J’essaie de rester très neutre, de porter un regard de spectateur et non d’acteur. Je ne lis rien sur les films en amont, je ne sais même pas s’ils sont français, allemands ou coréens. Je m’assois dans la salle et j’essaie d’avoir un œil frais, d’oublier que je suis un professionnel. C’est impossible bien sûr mais j’essaie.

Quel cinéma vous enthousiasme?

J’aime tous les styles de films : traditionnels, anciens, réalistes, … En fait, tant que le réalisateur tient un sujet et que le film transmet des émotions, j’adore.

Avez-vous une autre façon de jouer selon que vous jouez en danois, anglais ou même en russe ou en français ?

J’essaie de ne pas être différent. Je joue un personnage mais il y a toujours une partie de moi dans ce personnage. Et si l’on s’éloigne de ma langue, forcément la partie qui me ressemble se réduit. J’essaie d’insuffler quelque chose d’honnête, de donner de la crédibilité à mon jeu, indépendamment de la langue dans laquelle j’interprète. En fait, c’est plus le genre du film qui va orienter mon jeu.

On se souvient de la scène marquante de l’église dans La Chasse de Thomas Vinterberg. Comment vous-êtes-vous préparé pour jouer cette scène ? 

La journée avait été très longue car nous avions tourné pendant dix heures d’affilée. Nous savions que cette scène était un tournant du film, un choix émotionnel, et qu’il fallait qu’il se passe quelque chose dans l’église. Mais nous ne savions pas exactement vers où nous allions.
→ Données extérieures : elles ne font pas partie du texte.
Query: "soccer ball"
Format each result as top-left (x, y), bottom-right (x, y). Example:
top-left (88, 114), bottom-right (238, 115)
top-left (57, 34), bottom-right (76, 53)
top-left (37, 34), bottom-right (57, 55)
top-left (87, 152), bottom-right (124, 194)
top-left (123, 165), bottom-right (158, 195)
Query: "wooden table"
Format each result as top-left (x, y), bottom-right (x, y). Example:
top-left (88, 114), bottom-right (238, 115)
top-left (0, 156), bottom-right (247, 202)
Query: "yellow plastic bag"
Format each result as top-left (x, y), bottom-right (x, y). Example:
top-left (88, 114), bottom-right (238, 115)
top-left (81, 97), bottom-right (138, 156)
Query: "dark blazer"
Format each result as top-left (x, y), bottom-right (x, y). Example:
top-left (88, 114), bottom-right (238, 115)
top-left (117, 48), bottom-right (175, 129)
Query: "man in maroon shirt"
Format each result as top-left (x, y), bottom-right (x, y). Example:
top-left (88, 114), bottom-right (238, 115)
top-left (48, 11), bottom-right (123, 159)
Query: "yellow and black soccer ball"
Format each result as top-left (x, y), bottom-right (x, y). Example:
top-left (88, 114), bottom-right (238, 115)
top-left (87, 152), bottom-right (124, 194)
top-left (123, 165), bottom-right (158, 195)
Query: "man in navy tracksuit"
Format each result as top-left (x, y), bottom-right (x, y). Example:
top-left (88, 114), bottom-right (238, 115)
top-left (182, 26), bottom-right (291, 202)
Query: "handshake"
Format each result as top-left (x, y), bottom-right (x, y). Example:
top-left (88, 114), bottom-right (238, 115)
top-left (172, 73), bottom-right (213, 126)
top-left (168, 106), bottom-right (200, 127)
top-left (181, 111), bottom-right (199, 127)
Le moment était bien choisi car on m’avait volontairement isolé et je n’avais pas vu les autres acteurs depuis quinze jours, j’étais donc très déprimé.

Je les retrouve là, dans l’église, la petite fille entre, le chœur de Noël commence, et tout devient soudainement terriblement triste quand je m’assois dans l’église. Puis nous avons répété, trouvé d’autres idées, et nous étions épuisés. Donc, d’une certaine façon, les émotions sont arrivées d’elles-mêmes, même si Thomas Vinterberg avait objectivement écrit une scène fantastique.

Une anecdote sur le Festival de Cannes ?

En 1998, nous sommes venus à Cannes pour la première fois avec Nicolas Winding Refn. On présentait un film au Marché et personne n’était intéressé. On portait même des vêtements d’hiver parce qu’on pensait que Cannes était à la montagne. C’était très compliqué pour nous ! 18 ans plus tard, il est dans la Compétition et je suis membre du Jury. Pour moi ça a été une longue et belle aventure. Il y a vraiment une atmosphère particulière à Cannes, unique.